Second, Media One emphasizes that the easement is "subject to" the Fiber Optic Agreement, which, according to Media One, somehow renders the bank liable for the Fiber Optic Agreement. This argument is also unavailing. As noted, the bank only agreed to "honor and recognize" the rights granted by the easement. And, the phrase "subject to," as used in the easement, does not denote a grant of rights to Media One. See Englestein v Mintz, 345 Ill. 48, 61; 177 NE 746 (1931) ("The words `subject to,' used in their ordinary sense, mean `subordinate to,' `subservient to' or `limited by.' There is nothing in the use of the words `subject to,' in their ordinary use, which would even hint at the creation of affirmative rights."). Rather, the phrase "subject to" denotes a limitation on a grant, in this case a limitation on the easement. See Netahla v Netahla, 301 Kan. 693, 699; 346 P.3d 1079 (2015); Cockrell v Texas Gulf Sulphur Co, 157 Tex 10, 17; 299 S.W.2d 672 (1956); Winberry v Salisbury, 5 N.J. 240, 244; 74 A.2d 406, 408 (1950). Thus, while the "subject to" language in the easement indicates some interaction between the Fiber Optic Agreement and the easement, see Mayor of Lansing v Michigan Pub Serv Com'n, 470 Mich. 154, 160 & n 4; 680 N.W.2d 840 (2004), the phrase does not grant Media One any rights of payment which are enforceable against the bank by virtue of the bank's agreement to "honor and recognize" the rights granted by the easement.
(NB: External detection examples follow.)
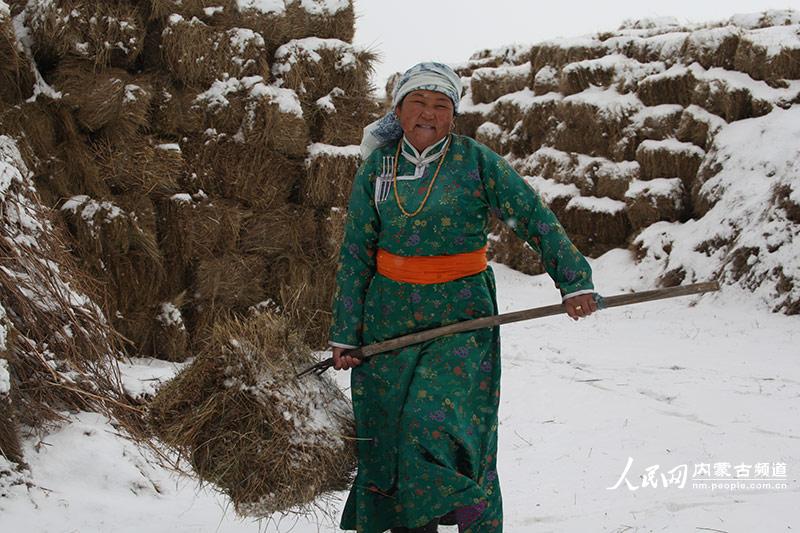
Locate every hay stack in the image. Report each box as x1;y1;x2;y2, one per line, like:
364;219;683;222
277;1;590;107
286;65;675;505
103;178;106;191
675;105;726;150
692;79;772;122
26;0;146;68
533;65;561;96
475;122;509;154
681;26;742;70
161;14;269;87
552;88;642;158
625;178;687;231
470;63;531;104
0;5;35;104
636;139;706;188
310;87;380;146
272;37;375;103
530;37;606;72
733;25;800;85
559;196;631;257
149;313;356;517
636;65;697;107
300;143;361;207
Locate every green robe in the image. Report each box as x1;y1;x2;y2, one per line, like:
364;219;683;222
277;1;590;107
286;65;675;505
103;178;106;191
330;135;593;533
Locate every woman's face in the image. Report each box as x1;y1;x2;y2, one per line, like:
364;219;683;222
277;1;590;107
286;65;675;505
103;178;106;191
395;90;454;152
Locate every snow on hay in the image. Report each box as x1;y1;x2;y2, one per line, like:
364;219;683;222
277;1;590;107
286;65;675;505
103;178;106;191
149;313;356;516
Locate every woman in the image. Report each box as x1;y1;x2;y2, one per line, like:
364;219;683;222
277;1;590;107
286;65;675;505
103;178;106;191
330;63;596;533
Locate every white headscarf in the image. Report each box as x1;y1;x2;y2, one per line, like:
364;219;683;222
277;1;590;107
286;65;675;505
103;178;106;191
361;62;461;159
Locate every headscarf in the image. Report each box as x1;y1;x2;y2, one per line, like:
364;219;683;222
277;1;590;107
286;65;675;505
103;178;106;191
361;62;461;159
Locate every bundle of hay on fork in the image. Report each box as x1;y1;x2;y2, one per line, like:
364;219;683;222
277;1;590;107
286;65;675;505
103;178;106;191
150;313;356;517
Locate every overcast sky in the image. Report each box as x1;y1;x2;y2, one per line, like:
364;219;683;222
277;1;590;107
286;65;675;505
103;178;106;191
354;0;800;92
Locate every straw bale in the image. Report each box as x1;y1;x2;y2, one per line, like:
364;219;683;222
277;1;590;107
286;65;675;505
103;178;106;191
311;87;380;146
487;218;544;276
149;79;205;138
195;253;267;311
594;161;641;201
26;0;146;68
267;252;336;349
625;178;687;231
552;89;642;159
636;65;697;107
92;138;185;197
148;297;189;361
532;65;561;96
475;122;510;154
733;25;800;86
530;38;606;72
272;37;376;103
149;313;356;517
159;194;241;266
147;0;238;24
559;196;631;257
239;204;320;257
195;76;309;157
692;79;772;122
453;110;487;138
675;105;726;150
183;135;303;209
636;139;706;188
300;143;361;207
161;14;269;87
60;195;165;318
519;93;562;153
0;8;35;104
681;26;742;70
470;63;531;104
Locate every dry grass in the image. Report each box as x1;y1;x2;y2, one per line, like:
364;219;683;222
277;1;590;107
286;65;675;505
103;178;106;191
625;178;687;231
92;138;186;198
239;204;320;257
470;67;530;104
309;89;381;146
184;136;303;209
149;313;356;517
195;253;267;311
26;0;146;68
0;10;35;104
733;34;800;86
681;26;742;70
636;68;697;107
636;143;705;186
161;16;269;88
300;145;361;207
530;41;606;72
272;39;377;104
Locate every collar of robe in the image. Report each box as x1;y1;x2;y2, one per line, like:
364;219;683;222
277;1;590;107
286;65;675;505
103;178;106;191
401;135;449;178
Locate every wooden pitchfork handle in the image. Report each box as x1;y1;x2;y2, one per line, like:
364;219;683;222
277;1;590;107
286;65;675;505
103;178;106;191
296;281;719;377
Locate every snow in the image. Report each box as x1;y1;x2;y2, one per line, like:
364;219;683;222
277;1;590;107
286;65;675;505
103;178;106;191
306;143;361;159
236;0;286;15
0;250;800;533
566;196;625;215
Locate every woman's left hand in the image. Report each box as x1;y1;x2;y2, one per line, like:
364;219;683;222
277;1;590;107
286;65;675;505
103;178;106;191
564;294;597;320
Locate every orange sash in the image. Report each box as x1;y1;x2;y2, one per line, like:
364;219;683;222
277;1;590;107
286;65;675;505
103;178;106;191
377;244;489;284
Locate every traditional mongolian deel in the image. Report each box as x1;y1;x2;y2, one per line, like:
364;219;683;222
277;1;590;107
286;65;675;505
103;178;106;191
330;135;593;533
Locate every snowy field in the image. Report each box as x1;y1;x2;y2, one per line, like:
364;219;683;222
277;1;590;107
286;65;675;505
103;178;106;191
0;250;800;533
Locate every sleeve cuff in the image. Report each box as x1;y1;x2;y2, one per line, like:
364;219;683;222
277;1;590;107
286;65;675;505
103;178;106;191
561;289;594;303
328;341;358;350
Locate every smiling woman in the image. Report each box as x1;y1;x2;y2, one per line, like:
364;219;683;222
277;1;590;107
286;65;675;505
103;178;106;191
330;63;596;533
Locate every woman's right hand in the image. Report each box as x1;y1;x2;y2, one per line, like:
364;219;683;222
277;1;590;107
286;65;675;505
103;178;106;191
333;346;361;370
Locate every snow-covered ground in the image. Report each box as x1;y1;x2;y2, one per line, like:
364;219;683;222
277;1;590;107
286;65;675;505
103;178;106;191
0;250;800;533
Ultimately, Media One's right to payment for its fiber optic services arises from the Fiber Optic Agreement between Media One and PFD. Even when all of the documents are considered, there is simply no indication that the bank agreed to perform PFD's obligations under the Fiber Optic Agreement, and in the absence of the bank's clearly expressed intent to do so, we will not assume such a substantial undertaking.
Affirmed. Having prevailed in full, appellees may tax costs pursuant to MCR 7.219.